AI in preventative healthcare benefits from the human touch

As technology is increasingly used to diagnose and treat patients more effectively, people are more likely to trust AI when it is paired with a human touch

Individuals are more likely to show more trust in artificial intelligence (AI) when it is paired with a human touch, research has found.

Researchers led by Nanyang Technological University (NTU) in Singapore found that individuals show less trust in preventive care interventions suggested by AI than when the same interventions are prompted by human health experts.

The findings suggest that the human element remains important as the healthcare sector increasingly adopts AI to screen, diagnose and treat patients more efficiently.

And with research showing older patients were able to live independently longer thanks to digital healthcare, AI is to continue to play an instrumental role in healthcare. 

AI healthcare technology works best when complementing humans rather than replacing them

Preventive care interventions are activities aimed at reducing risks to health, such as undertaking a health screening, increasing physical activity, and receiving a vaccination.

And promoting healthy behaviours to prevent or reduce illness and disability among the ever expanding older population may neutralise the overwhelming demand for healthcare.

Studying 15,000 users of a health mobile application in South Korea, NTU researchers found that emphasising the involvement of a human health expert in an AI-suggested intervention could improve its acceptance and effectiveness.
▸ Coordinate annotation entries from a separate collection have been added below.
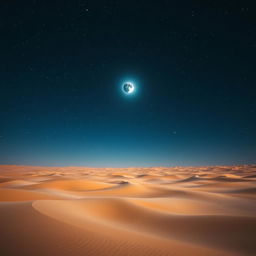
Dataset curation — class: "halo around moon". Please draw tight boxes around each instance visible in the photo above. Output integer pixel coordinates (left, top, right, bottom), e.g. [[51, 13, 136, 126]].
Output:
[[122, 82, 135, 94]]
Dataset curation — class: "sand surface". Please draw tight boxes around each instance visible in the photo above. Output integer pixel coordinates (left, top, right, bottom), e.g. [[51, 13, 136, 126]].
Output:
[[0, 165, 256, 256]]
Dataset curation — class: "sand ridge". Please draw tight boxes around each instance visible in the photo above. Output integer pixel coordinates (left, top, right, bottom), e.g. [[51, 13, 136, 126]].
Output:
[[0, 165, 256, 256]]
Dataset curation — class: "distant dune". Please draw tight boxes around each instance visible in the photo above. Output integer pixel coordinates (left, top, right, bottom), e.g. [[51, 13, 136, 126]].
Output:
[[0, 165, 256, 256]]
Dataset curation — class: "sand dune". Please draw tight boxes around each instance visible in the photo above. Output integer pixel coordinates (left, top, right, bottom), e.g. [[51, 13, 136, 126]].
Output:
[[0, 166, 256, 256]]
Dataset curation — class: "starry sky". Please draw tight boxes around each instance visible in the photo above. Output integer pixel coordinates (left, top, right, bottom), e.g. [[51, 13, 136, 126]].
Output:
[[0, 0, 256, 167]]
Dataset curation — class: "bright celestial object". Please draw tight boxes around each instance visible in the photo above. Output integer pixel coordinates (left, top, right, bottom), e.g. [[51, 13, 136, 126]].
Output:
[[123, 82, 135, 94]]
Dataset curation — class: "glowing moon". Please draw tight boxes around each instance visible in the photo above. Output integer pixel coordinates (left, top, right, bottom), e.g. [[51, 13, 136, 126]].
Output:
[[123, 82, 135, 94]]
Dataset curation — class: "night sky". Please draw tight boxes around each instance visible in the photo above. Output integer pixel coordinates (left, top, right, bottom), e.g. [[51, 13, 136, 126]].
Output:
[[0, 0, 256, 167]]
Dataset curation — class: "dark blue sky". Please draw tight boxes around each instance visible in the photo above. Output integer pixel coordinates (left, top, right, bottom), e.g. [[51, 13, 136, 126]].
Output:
[[0, 0, 256, 166]]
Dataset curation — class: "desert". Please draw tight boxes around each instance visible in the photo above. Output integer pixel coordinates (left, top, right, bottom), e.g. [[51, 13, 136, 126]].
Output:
[[0, 165, 256, 256]]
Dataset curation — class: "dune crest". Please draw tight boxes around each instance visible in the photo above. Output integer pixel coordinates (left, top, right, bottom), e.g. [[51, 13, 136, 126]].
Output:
[[0, 165, 256, 256]]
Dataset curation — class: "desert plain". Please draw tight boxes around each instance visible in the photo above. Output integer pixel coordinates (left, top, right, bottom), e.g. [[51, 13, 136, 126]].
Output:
[[0, 165, 256, 256]]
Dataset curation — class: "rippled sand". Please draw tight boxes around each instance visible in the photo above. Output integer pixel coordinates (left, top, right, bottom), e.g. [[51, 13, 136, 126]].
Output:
[[0, 165, 256, 256]]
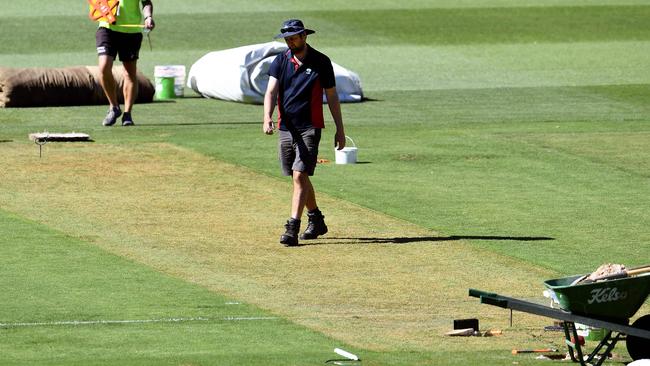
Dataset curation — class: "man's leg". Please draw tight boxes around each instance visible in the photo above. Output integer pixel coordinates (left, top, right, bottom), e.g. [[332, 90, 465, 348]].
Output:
[[291, 170, 318, 220], [291, 171, 327, 240], [99, 55, 119, 108], [122, 60, 138, 126], [99, 55, 122, 126]]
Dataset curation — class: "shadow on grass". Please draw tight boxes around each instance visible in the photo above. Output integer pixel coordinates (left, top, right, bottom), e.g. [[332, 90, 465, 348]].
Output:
[[303, 235, 555, 245]]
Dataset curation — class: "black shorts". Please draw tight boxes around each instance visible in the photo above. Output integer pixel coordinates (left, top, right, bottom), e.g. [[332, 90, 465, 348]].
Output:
[[278, 128, 321, 176], [95, 27, 142, 62]]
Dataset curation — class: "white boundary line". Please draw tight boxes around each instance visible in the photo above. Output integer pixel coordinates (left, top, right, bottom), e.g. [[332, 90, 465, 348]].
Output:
[[0, 316, 280, 328]]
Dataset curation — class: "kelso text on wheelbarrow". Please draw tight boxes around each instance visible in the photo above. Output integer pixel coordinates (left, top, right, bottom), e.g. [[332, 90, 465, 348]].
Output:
[[587, 287, 627, 304]]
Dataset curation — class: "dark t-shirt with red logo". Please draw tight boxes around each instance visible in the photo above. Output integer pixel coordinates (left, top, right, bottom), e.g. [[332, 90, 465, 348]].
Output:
[[269, 45, 336, 131]]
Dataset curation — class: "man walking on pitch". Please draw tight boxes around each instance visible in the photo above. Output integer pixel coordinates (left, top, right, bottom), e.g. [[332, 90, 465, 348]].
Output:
[[95, 0, 156, 126], [263, 19, 345, 246]]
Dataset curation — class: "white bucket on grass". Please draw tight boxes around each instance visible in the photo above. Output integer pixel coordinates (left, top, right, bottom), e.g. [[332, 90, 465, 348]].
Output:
[[153, 65, 185, 98], [334, 136, 357, 164]]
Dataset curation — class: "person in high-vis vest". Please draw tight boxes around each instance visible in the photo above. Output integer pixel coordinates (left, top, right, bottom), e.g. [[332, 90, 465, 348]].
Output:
[[95, 0, 156, 126]]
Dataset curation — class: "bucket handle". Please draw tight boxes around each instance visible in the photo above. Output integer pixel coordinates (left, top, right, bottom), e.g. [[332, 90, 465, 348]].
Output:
[[345, 135, 357, 147]]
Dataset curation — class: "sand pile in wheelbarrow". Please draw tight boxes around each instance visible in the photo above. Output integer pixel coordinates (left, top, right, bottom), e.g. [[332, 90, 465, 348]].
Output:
[[572, 263, 650, 285]]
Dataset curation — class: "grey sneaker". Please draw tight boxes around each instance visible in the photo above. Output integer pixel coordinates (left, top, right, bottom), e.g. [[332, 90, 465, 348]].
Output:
[[300, 210, 327, 240], [280, 218, 300, 247], [122, 112, 135, 126], [102, 107, 122, 126]]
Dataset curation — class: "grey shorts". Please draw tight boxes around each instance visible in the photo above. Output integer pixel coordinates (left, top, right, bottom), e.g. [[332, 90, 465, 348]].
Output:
[[95, 27, 142, 62], [278, 128, 321, 176]]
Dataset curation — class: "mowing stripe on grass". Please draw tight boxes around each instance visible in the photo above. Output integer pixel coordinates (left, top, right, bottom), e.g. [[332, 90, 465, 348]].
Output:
[[0, 316, 280, 328], [0, 143, 552, 350]]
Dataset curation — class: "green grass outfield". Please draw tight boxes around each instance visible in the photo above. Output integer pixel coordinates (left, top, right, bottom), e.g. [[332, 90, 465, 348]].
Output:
[[0, 0, 650, 365]]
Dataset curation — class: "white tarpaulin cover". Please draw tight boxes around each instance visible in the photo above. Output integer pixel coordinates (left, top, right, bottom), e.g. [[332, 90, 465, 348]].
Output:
[[187, 42, 363, 103]]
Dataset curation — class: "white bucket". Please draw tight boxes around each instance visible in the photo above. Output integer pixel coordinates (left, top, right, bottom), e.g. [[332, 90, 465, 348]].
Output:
[[153, 65, 185, 98], [334, 136, 357, 164]]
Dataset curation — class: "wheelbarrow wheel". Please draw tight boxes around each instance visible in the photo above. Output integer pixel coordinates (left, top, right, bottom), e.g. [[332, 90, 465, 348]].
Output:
[[625, 314, 650, 360]]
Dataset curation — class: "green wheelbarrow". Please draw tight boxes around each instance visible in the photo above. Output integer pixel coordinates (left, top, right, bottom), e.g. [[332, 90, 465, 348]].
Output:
[[469, 273, 650, 366]]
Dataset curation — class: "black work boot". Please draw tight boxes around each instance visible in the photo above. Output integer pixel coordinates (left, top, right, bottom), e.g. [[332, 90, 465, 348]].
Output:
[[300, 209, 327, 240], [280, 218, 300, 247]]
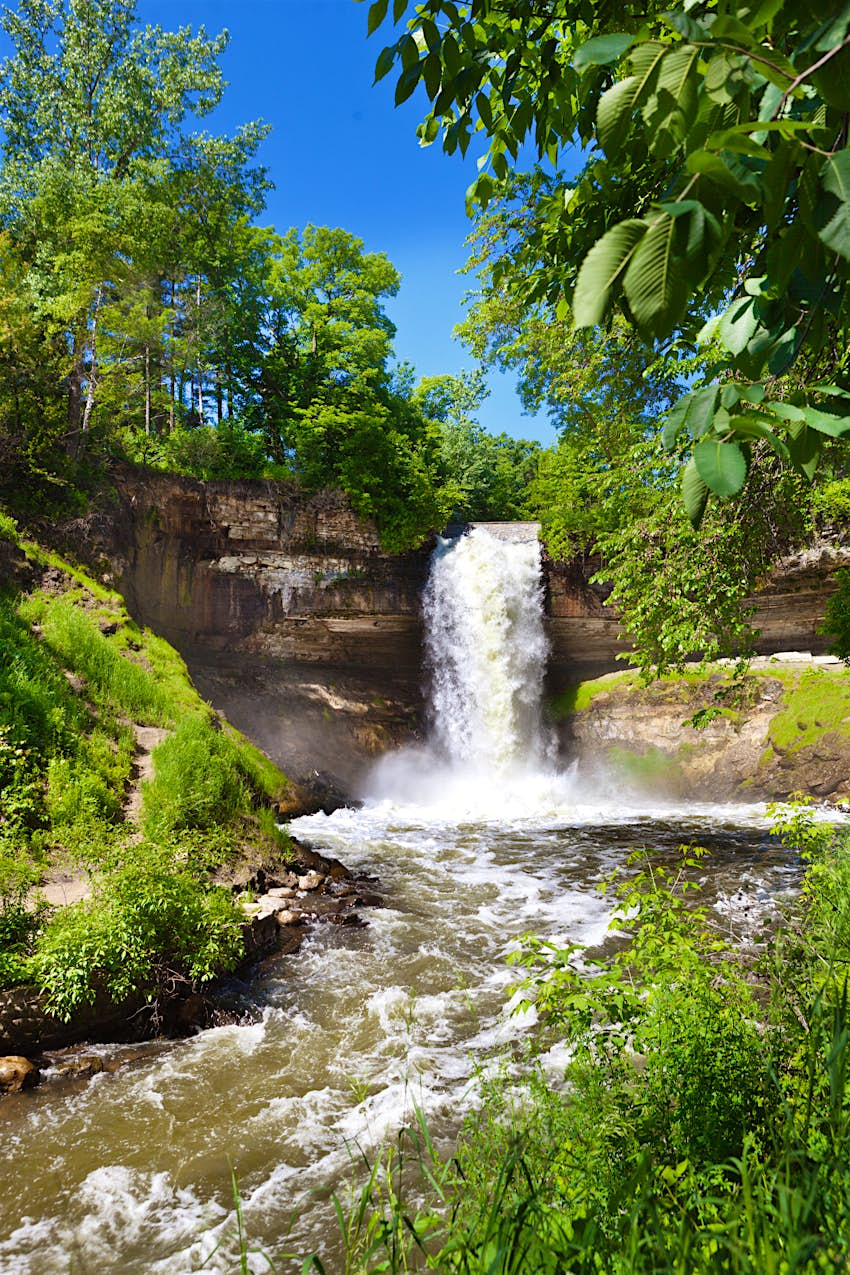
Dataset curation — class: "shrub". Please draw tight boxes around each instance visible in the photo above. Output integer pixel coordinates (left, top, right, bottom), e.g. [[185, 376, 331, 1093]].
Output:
[[33, 597, 169, 723], [31, 845, 243, 1020]]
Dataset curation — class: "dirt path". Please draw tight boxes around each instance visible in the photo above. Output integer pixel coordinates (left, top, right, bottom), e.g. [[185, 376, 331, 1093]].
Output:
[[31, 723, 171, 908], [124, 722, 171, 827]]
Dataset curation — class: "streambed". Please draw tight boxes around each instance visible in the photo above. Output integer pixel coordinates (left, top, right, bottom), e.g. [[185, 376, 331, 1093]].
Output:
[[0, 795, 799, 1275]]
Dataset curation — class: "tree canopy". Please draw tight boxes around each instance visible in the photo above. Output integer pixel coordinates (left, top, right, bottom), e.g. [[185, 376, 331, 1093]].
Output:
[[368, 0, 850, 523], [0, 0, 512, 548]]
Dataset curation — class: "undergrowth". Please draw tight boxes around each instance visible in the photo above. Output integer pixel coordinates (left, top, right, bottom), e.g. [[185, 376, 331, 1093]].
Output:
[[0, 511, 295, 1017], [273, 807, 850, 1275]]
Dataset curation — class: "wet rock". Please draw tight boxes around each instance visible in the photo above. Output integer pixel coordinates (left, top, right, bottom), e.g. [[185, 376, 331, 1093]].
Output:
[[52, 1053, 106, 1080], [0, 1053, 41, 1094], [354, 890, 384, 908], [274, 908, 303, 928], [298, 872, 325, 890], [292, 836, 352, 881]]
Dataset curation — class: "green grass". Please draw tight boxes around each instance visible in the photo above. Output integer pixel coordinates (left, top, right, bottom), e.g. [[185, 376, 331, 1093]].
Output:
[[0, 527, 289, 1016], [770, 668, 850, 752], [312, 810, 850, 1275]]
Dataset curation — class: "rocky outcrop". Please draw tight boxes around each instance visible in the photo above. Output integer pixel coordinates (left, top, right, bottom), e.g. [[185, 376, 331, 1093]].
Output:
[[52, 468, 429, 790], [51, 468, 850, 795], [559, 657, 850, 801], [545, 538, 850, 690]]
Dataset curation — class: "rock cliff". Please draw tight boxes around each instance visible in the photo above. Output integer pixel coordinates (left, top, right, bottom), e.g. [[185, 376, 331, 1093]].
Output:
[[59, 468, 850, 794]]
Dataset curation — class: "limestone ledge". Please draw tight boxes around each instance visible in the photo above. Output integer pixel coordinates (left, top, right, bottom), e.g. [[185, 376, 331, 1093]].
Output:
[[558, 653, 850, 802]]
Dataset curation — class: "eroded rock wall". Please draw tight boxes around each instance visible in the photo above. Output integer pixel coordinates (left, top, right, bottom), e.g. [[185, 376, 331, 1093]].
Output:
[[61, 468, 429, 792], [545, 538, 850, 691]]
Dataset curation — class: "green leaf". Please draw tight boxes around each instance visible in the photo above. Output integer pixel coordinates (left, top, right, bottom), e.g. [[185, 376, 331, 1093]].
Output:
[[788, 421, 823, 482], [817, 149, 850, 259], [596, 41, 670, 158], [716, 297, 758, 354], [375, 45, 395, 84], [623, 213, 687, 337], [596, 75, 637, 158], [693, 439, 747, 497], [686, 150, 762, 204], [729, 412, 790, 460], [762, 403, 850, 439], [661, 385, 717, 451], [572, 219, 647, 328], [682, 456, 709, 527], [395, 62, 422, 106], [572, 31, 637, 71]]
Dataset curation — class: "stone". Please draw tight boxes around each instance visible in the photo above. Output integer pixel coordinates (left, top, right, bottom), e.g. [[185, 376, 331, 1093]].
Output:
[[298, 872, 325, 890], [274, 908, 303, 926], [54, 1053, 104, 1080], [0, 1053, 41, 1094]]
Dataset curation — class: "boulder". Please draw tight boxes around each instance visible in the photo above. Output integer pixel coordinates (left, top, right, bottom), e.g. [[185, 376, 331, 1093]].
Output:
[[298, 871, 325, 890], [0, 1053, 41, 1094]]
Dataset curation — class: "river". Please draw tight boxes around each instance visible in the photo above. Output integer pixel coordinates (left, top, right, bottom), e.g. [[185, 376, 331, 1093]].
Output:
[[0, 522, 798, 1275]]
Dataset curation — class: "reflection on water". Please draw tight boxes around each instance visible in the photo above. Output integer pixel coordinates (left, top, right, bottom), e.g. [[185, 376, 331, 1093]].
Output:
[[0, 792, 796, 1275]]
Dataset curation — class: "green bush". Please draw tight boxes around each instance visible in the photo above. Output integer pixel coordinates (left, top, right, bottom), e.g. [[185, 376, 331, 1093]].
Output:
[[30, 595, 171, 724], [31, 845, 243, 1020], [143, 717, 250, 840], [326, 831, 850, 1275]]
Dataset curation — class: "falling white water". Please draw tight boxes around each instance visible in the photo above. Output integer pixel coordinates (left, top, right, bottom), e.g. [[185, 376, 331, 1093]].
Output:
[[363, 524, 576, 821], [424, 528, 547, 771]]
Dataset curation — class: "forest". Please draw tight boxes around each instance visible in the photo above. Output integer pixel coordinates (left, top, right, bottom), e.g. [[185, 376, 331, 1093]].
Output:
[[0, 0, 850, 671], [0, 0, 850, 1275]]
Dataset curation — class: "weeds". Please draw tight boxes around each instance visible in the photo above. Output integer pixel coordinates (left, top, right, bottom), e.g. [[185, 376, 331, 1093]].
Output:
[[0, 535, 288, 1017]]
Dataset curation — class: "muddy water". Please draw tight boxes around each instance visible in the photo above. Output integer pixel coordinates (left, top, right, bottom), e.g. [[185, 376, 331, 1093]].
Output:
[[0, 795, 796, 1275]]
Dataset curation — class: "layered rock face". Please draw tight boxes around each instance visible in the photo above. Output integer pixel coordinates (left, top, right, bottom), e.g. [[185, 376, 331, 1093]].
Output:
[[62, 469, 429, 793], [54, 469, 850, 796], [545, 541, 850, 691]]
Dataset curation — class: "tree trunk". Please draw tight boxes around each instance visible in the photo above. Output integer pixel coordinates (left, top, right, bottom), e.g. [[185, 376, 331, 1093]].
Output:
[[144, 346, 150, 437], [65, 330, 85, 456], [80, 288, 103, 442], [195, 275, 204, 425]]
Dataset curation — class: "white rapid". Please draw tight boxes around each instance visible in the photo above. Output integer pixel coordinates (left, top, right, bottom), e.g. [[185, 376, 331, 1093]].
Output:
[[424, 528, 547, 775], [0, 530, 796, 1275]]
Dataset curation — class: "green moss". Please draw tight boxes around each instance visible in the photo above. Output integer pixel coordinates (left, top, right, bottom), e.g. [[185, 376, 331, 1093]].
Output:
[[547, 672, 636, 722], [608, 746, 682, 788], [762, 668, 850, 761], [0, 538, 291, 1014], [222, 722, 291, 802]]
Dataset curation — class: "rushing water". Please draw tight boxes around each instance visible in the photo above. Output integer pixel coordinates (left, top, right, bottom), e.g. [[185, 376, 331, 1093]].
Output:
[[0, 532, 796, 1275]]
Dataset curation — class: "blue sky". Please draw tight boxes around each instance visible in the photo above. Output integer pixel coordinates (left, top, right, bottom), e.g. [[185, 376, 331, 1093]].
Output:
[[138, 0, 554, 444]]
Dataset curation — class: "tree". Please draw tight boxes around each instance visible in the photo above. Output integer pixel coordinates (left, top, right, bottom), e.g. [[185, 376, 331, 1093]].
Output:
[[0, 0, 265, 466], [368, 0, 850, 523], [413, 372, 540, 521]]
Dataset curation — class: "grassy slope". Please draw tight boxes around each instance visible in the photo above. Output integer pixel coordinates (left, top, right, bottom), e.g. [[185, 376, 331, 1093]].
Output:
[[548, 662, 850, 762], [0, 514, 299, 1016]]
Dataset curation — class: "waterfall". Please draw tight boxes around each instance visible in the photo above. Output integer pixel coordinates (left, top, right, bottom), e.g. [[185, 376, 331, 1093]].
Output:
[[424, 527, 547, 773]]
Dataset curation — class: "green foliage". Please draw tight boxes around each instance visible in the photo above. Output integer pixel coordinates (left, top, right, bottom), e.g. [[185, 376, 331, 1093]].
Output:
[[22, 595, 168, 723], [323, 821, 850, 1275], [768, 668, 850, 751], [31, 845, 243, 1020], [0, 540, 288, 1017], [370, 0, 850, 525], [143, 717, 249, 840], [413, 372, 540, 521]]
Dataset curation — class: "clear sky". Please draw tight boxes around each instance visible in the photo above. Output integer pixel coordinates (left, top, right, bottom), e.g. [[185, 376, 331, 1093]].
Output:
[[138, 0, 554, 444]]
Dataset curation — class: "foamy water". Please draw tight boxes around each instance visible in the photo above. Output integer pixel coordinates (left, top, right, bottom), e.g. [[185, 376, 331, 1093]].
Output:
[[0, 533, 798, 1275]]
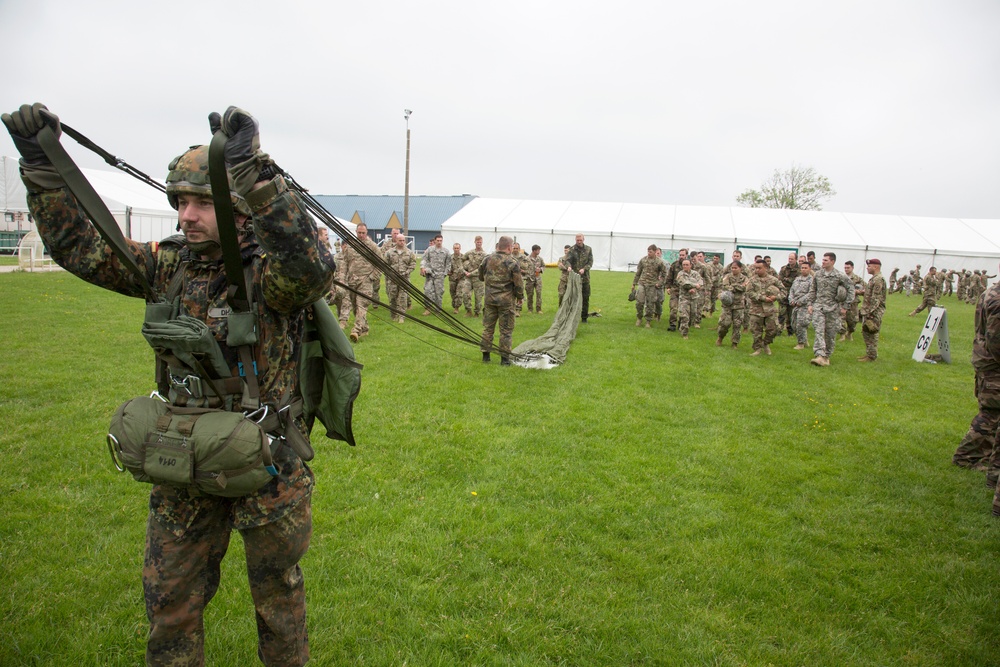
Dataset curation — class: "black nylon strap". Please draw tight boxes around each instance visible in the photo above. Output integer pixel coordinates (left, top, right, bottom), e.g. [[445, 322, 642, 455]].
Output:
[[38, 125, 156, 303]]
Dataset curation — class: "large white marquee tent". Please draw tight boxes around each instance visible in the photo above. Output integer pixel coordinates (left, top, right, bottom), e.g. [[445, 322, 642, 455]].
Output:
[[442, 198, 1000, 274]]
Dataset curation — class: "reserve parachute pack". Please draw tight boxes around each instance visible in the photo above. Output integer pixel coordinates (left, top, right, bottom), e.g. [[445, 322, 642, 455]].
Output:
[[38, 120, 362, 497]]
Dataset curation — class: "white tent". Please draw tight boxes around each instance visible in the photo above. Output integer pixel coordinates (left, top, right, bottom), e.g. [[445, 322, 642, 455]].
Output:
[[0, 156, 177, 241], [441, 198, 1000, 273]]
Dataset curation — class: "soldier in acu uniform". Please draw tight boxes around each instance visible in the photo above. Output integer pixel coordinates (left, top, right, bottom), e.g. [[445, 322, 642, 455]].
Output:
[[2, 104, 334, 665], [479, 236, 524, 366]]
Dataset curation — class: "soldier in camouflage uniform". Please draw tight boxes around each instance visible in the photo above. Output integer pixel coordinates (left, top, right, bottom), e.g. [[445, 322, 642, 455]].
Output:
[[479, 236, 524, 366], [632, 245, 667, 329], [385, 234, 417, 323], [670, 259, 704, 338], [858, 258, 886, 362], [747, 260, 784, 357], [448, 243, 472, 314], [809, 252, 854, 366], [840, 260, 865, 341], [556, 246, 570, 306], [420, 234, 451, 315], [910, 266, 941, 317], [2, 104, 333, 665], [337, 223, 381, 343], [788, 261, 813, 350], [778, 252, 801, 336], [524, 245, 545, 314], [463, 236, 486, 317], [715, 262, 750, 349], [566, 234, 594, 324]]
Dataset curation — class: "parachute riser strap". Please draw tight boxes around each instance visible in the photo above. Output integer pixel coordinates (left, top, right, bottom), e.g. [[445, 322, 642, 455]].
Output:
[[37, 125, 156, 303]]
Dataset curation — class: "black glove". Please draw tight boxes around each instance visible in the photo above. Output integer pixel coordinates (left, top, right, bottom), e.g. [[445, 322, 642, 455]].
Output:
[[208, 107, 260, 167], [0, 102, 62, 167]]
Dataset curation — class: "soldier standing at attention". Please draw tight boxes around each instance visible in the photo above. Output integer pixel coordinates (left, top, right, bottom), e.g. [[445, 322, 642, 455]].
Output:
[[385, 234, 417, 323], [2, 104, 332, 665], [524, 244, 545, 315], [747, 260, 782, 357], [778, 252, 801, 336], [464, 236, 486, 317], [632, 245, 667, 329], [715, 262, 750, 350], [671, 259, 703, 338], [420, 234, 451, 315], [448, 243, 469, 314], [788, 257, 812, 350], [809, 252, 854, 366], [556, 246, 572, 306], [858, 259, 886, 361], [566, 234, 594, 324], [479, 236, 524, 366], [840, 260, 865, 341], [337, 223, 380, 343]]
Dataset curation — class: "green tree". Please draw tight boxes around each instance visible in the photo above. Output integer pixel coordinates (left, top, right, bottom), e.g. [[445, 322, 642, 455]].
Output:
[[736, 164, 837, 211]]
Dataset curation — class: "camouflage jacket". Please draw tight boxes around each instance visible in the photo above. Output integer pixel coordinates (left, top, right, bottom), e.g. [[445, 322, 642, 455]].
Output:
[[566, 243, 594, 283], [788, 274, 812, 308], [632, 255, 667, 287], [385, 246, 417, 280], [861, 273, 886, 317], [463, 248, 487, 281], [479, 252, 524, 306], [337, 236, 382, 287], [448, 252, 465, 282], [809, 269, 854, 313], [972, 284, 1000, 374], [722, 273, 750, 310], [420, 246, 452, 278], [28, 176, 334, 537], [747, 273, 785, 315]]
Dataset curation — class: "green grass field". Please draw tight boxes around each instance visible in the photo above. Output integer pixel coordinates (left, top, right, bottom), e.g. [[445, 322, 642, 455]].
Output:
[[0, 270, 1000, 667]]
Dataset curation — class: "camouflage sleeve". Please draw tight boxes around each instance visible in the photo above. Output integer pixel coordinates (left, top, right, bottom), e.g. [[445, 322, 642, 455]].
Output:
[[247, 177, 334, 313], [28, 188, 156, 297]]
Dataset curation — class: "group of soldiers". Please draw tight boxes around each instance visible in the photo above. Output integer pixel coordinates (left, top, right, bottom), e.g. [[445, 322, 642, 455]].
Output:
[[630, 245, 892, 366], [889, 264, 996, 304]]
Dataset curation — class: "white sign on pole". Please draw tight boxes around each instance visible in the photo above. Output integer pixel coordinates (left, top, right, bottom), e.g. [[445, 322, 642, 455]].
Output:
[[913, 306, 951, 364]]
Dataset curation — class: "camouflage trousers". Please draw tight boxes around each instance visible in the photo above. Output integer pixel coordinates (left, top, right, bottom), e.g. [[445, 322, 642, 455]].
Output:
[[469, 277, 486, 317], [524, 276, 542, 313], [719, 308, 747, 347], [750, 308, 778, 350], [448, 278, 472, 310], [424, 274, 444, 308], [792, 306, 810, 345], [340, 280, 372, 337], [861, 313, 882, 360], [635, 285, 660, 322], [951, 373, 1000, 476], [812, 307, 840, 359], [142, 497, 312, 667], [479, 298, 514, 356]]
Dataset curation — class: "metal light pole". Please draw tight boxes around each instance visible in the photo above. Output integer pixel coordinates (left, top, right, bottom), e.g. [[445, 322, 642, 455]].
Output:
[[403, 109, 413, 236]]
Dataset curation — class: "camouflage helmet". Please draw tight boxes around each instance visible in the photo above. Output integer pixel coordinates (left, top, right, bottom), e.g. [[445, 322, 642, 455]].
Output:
[[167, 146, 251, 217]]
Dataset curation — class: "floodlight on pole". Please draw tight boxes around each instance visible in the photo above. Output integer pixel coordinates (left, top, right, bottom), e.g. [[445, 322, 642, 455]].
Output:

Assistant Professor Hyeokkoo Eric Kwon from NTU’s Nanyang Business School said: “Despite the potential of artificial intelligence to provide higher quality interventions, we found that people have lower trust in health interventions suggested by or derived from AI alone, as compared to those they perceive to be based on human expert opinion. Our study shows that the affective human element, which is linked to emotions and attitudes, remains important even as health interventions are increasingly guided by AI, and that such technology works best when complementing humans, rather than replacing them.”

To study user perceptions of preventive health interventions proposed by artificial intelligence (AI) compared to those proposed by humans, the research team recruited 9,000 users of a mobile health app in South Korea.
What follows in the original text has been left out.